Foi impulsionada pela suposta existência na LGT de normas que ferem os princípios do Direito do Trabalho?
Não. A JUTRA foi pensada antes da entrada em vigor da nova Lei Geral do Trabalho.
Mas existem muitas normas em conflito com o Direito do Trabalho?
Existem várias normas. Dei vários exemplos e posso repeti-los. Temos o caso da que diz que o contrato de trabalho pode ser celebrado, conforme as partes entenderem. Ou seja, pode ser por tempo determinado ou indeterminado, dependendo da vontade das partes. Esta norma conflitua com os princípios do Direito do Trabalho.
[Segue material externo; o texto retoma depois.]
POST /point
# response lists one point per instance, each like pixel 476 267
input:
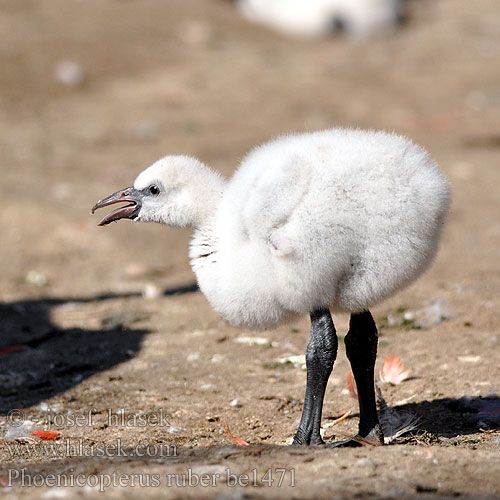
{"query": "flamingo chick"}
pixel 331 220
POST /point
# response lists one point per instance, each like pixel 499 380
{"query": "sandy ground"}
pixel 118 352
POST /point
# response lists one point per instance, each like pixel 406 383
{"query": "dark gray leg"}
pixel 361 347
pixel 321 352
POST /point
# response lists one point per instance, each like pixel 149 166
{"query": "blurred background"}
pixel 93 91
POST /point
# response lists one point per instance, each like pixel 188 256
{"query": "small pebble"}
pixel 70 73
pixel 36 278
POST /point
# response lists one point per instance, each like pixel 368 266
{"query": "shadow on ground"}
pixel 39 360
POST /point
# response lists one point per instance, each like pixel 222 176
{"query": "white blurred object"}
pixel 320 17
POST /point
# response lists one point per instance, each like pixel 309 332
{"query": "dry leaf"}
pixel 393 372
pixel 234 439
pixel 351 386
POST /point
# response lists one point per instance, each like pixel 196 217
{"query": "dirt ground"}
pixel 104 337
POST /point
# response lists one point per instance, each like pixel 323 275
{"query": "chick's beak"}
pixel 133 199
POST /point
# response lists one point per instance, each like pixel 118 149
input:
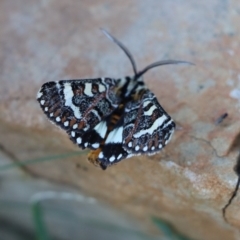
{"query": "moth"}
pixel 115 118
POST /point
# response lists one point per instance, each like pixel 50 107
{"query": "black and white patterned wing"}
pixel 147 127
pixel 79 107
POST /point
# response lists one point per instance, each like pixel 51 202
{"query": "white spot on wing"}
pixel 137 148
pixel 146 103
pixel 145 148
pixel 100 155
pixel 95 145
pixel 119 156
pixel 101 88
pixel 150 110
pixel 68 95
pixel 88 89
pixel 150 130
pixel 39 94
pixel 101 129
pixel 112 158
pixel 115 136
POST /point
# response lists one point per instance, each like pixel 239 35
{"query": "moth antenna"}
pixel 109 36
pixel 160 63
pixel 234 194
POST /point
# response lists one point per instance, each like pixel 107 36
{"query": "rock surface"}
pixel 189 182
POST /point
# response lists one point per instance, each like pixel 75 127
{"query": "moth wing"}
pixel 80 107
pixel 147 127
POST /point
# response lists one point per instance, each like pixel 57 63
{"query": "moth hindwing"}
pixel 115 118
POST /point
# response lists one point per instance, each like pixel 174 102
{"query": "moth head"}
pixel 139 74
O Direito do Trabalho determina que a regra geral da contratação é a por tempo indeterminado. O tempo determinado tem de ser uma excepção em homenagem a vários princípios que o Direito do Trabalho consagra, que são o princípio da continuidade do emprego, da estabilidade do emprego e da continuidade das relações empregaticias. Esta norma, em concreto, conflitua com os princípios basilares do Direito do Trabalho. É, por exemplo, o princípio da protecção. O Direito do Trabalho é criado e tem, como objectivo, a protecção da parte mais débil da relação laboral. Existindo uma norma que diz que o contrato é celebrado pela forma que as partes quiserem estão a afastar de imediato a obrigatoriedade da protecção do trabalhador. O interesse é que o trabalhador tenha uma relação contínua e se há um corte nesta relação, então já não estamos a proteger a parte mais débil. É verdade que existe o princípio da liberdade contratual, mas este princípio, em Direito do Trabalho, deve encontrar restrições porque, em Direito Civil, existe igualdade das partes de facto, mas no Direito do Trabalho não, porque o empregador tem poderes, e o trabalhador, como tem interesse de ser contratado, vai em posição de desvantagem.
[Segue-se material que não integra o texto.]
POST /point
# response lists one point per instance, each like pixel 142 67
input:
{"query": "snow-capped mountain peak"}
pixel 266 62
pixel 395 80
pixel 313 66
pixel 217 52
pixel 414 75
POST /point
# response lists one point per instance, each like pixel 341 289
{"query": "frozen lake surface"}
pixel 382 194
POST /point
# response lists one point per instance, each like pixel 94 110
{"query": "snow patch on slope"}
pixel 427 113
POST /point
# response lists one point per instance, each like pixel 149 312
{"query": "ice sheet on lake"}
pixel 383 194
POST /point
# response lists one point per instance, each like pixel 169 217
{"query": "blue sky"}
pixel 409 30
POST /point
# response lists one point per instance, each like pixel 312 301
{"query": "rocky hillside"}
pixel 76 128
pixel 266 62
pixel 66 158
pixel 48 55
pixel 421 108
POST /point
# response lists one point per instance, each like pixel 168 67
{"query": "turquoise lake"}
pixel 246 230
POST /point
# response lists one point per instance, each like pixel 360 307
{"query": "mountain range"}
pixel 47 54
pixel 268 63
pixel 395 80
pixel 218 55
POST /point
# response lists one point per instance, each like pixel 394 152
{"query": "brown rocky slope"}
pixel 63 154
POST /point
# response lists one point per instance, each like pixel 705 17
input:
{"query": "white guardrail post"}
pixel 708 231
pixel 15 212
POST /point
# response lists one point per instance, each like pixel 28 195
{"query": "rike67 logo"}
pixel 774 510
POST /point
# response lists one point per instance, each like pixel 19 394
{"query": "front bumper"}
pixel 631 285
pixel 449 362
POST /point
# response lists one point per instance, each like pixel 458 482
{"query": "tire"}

Essa norma resultou da distracção do legislador ou foi dolosamente criada?
A JUTRA entende que o Direito do Trabalho foi beliscado, que a norma não está conforme os princípios do trabalho. No que toca à posição tomada pelo legislador, ninguém melhor que o legislador para responder porque é que ele entendeu que a norma devesse ter aquela configuração. Seria um pecado nós querermos afirmar qual foi o ânimo do legislador. Podemos dizer que pecou, porque não atendeu ou não teve a atenção devida aos princípios gerais do Direito do Trabalho.
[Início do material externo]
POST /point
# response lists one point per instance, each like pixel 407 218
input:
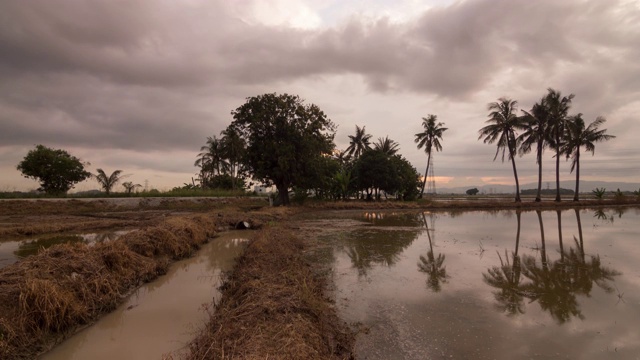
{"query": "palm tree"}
pixel 502 127
pixel 387 146
pixel 558 110
pixel 359 142
pixel 579 136
pixel 210 160
pixel 535 132
pixel 108 182
pixel 429 139
pixel 233 147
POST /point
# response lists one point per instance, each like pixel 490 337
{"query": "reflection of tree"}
pixel 506 278
pixel 432 265
pixel 554 285
pixel 28 248
pixel 367 248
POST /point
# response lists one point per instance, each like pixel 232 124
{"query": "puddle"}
pixel 162 316
pixel 12 251
pixel 489 285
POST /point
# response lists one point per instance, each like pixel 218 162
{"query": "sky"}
pixel 139 85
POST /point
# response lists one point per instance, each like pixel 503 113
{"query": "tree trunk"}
pixel 283 194
pixel 575 196
pixel 558 198
pixel 426 172
pixel 539 194
pixel 515 173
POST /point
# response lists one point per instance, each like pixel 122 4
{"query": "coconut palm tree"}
pixel 577 137
pixel 503 124
pixel 359 142
pixel 210 160
pixel 429 139
pixel 558 112
pixel 387 146
pixel 535 132
pixel 107 182
pixel 233 146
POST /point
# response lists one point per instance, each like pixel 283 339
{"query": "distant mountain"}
pixel 585 187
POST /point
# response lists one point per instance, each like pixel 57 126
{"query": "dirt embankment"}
pixel 51 295
pixel 273 307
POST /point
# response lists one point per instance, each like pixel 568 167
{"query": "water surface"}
pixel 162 316
pixel 489 285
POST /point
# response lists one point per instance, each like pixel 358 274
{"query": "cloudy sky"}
pixel 139 85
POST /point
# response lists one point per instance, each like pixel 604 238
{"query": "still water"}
pixel 480 285
pixel 162 316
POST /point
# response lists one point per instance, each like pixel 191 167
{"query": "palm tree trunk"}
pixel 575 196
pixel 558 169
pixel 426 172
pixel 515 172
pixel 539 155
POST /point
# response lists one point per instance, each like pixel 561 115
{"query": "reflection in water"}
pixel 432 265
pixel 553 285
pixel 506 277
pixel 384 248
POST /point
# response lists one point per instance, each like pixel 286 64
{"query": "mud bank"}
pixel 273 307
pixel 51 295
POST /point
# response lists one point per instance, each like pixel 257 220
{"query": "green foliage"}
pixel 618 195
pixel 285 140
pixel 107 182
pixel 56 170
pixel 374 170
pixel 599 193
pixel 473 191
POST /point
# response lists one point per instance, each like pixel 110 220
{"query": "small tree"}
pixel 56 170
pixel 130 186
pixel 108 182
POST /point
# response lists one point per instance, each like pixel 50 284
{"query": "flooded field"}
pixel 162 316
pixel 500 285
pixel 12 250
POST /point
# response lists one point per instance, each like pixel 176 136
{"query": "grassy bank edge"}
pixel 273 306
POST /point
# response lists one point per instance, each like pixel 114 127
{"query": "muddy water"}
pixel 12 250
pixel 478 285
pixel 162 316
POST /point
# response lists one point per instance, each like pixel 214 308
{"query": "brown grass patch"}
pixel 50 295
pixel 273 306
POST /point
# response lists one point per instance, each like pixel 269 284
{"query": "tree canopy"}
pixel 56 170
pixel 285 139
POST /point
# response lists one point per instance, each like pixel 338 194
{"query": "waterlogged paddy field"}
pixel 479 285
pixel 161 317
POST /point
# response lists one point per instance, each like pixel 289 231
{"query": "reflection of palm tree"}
pixel 506 278
pixel 432 265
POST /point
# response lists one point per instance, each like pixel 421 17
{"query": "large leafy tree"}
pixel 56 170
pixel 535 133
pixel 501 129
pixel 558 114
pixel 578 136
pixel 429 139
pixel 358 143
pixel 285 138
pixel 107 182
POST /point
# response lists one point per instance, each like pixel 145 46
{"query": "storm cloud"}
pixel 125 82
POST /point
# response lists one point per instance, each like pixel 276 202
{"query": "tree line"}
pixel 547 125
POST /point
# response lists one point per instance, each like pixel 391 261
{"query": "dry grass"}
pixel 273 307
pixel 50 295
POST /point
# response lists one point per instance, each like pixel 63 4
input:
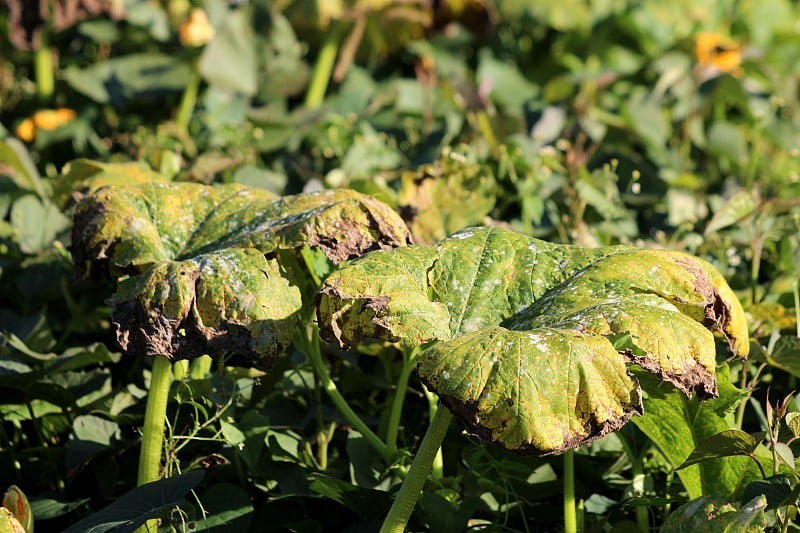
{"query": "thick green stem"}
pixel 326 60
pixel 409 363
pixel 45 79
pixel 570 517
pixel 188 100
pixel 154 417
pixel 642 518
pixel 314 355
pixel 437 470
pixel 409 492
pixel 200 366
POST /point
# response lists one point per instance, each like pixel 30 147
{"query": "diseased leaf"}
pixel 204 264
pixel 84 176
pixel 726 443
pixel 15 501
pixel 712 514
pixel 520 321
pixel 9 522
pixel 777 490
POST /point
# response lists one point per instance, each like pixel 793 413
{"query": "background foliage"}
pixel 672 125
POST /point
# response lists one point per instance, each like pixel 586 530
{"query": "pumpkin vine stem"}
pixel 309 343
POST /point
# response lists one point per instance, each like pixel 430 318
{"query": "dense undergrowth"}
pixel 670 126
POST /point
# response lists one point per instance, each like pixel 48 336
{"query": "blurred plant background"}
pixel 661 124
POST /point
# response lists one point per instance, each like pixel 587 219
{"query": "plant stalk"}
pixel 200 366
pixel 409 363
pixel 437 470
pixel 314 355
pixel 188 100
pixel 321 75
pixel 570 516
pixel 412 485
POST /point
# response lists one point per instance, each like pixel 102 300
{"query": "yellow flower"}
pixel 46 119
pixel 195 30
pixel 50 119
pixel 718 53
pixel 26 130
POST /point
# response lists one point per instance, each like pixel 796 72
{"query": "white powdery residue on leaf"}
pixel 472 324
pixel 461 235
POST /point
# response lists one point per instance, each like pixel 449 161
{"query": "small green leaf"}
pixel 15 501
pixel 786 354
pixel 677 425
pixel 776 489
pixel 37 222
pixel 229 61
pixel 712 514
pixel 9 522
pixel 441 198
pixel 16 164
pixel 135 507
pixel 726 443
pixel 228 508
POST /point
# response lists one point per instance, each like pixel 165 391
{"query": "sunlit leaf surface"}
pixel 524 354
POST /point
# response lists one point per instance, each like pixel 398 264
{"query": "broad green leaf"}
pixel 16 164
pixel 84 176
pixel 441 198
pixel 786 354
pixel 38 223
pixel 204 263
pixel 741 205
pixel 712 514
pixel 135 507
pixel 728 443
pixel 677 425
pixel 228 508
pixel 520 321
pixel 15 501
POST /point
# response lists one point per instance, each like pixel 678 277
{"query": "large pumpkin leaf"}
pixel 524 354
pixel 446 196
pixel 678 425
pixel 712 514
pixel 203 262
Há outras normas em conflito com o Direito do Trabalho?
Há sim e aqui posso ser um pouco mais ousado e falar sobre a violação do princípio da coercibilidade do vínculo laboral. O que é que se quer com este princípio geral do Direito do Trabalho, que quer, em respeito ao princípio da protecção, sempre que exista a extinção da relação de forma contrária ao que determina a lei e os princípios do Direito do Trabalho, deve esta relação, obrigatoriamente, ser recuperada. Esta relação deve voltar a existir, mas não reiniciar de onde parou, mas sim como se nada tivesse existido. Qual é a explicação? O Direito do Trabalho quer a protecção do trabalhador. Pode existir extinção da relação laboral por causas objectivas, por exemplo, a morte. Pode haver por vontade das partes. Como também existe por iniciativa de uma das partes que opõe a vontade da outra. Entretanto, esta iniciativa de uma das partes ou contra a vontade de uma das partes, representa o seguinte. Sempre que o trabalhador entender que vai extinguir a sua relação, deve fazê-lo com aviso prévio e fundamentada para ter salvaguardado os seus direitos. Todavia, quando o empregador entender extinguir, deve fazê-lo mediante um processo. O que é que diz a Constituição? Que o despendimento deve ter como fundamento a justa causa e a LGT diz a mesma coisa. Ou seja, diz a Constituição que o despedimento sem justa causa é ilícito e, como consequência, deve haver uma indeminização. A LGT diz que o despedimento que não tenha o fundamento de justa causa tem a sua ilicitude e, se não correr com a tramitação correcta, o despedimento vai ser declarado nulo. Se não tiver justa causa, vai ser declarado improcedente. Tudo isso para dizer que corrobora com o que diz a Constituição.
E está errado?
Quer a Constituição, quer a LGT pecam, porque o princípio da coercibilidade do vínculo empregatício diz que, havendo uma cessação relação laboral por motivo imputado ao empregador que não siga em rigor aos princípios do Direito do Trabalho, esta relação deve continuar. É a famosa reintegração. Só que a Constituição foi a primeira a afastar o princípio da coercibilidade no vínculo. Antes de 2010, o princípio fazia sentir-se de forma rigorosa porque a norma dizia, “é proibido o despedimento sem justa causa”. Não havia qualquer outra expressão. A Constituição de 2010 diz que o despedimento sem justa causa é ilícito. Aparentemente só mudou a terminologia, mas não, porque ela diz que é ilícito e depois continua dizendo que dá lugar a uma indemnização. A constituição não deveria prever uma indemnização para os despedimentos sem justa causa, deveria dizer é proibido e ponto. Ao substituir a proibição por uma indemnização, está a dizer que pode despedir porque o trabalhador vai ser indemnizado, mas o interesse não é este, mas sim a continuidade da relação do trabalho. A Constituição afasta o princípio da coercibilidade e a LGT só veio dar sequência, porque diz que o despedimento sem justa causa é improcedente, paga-se a indemnização. E que o despedimento que não esteja assente nos princípios que norteiam o direito disciplinar é nulo.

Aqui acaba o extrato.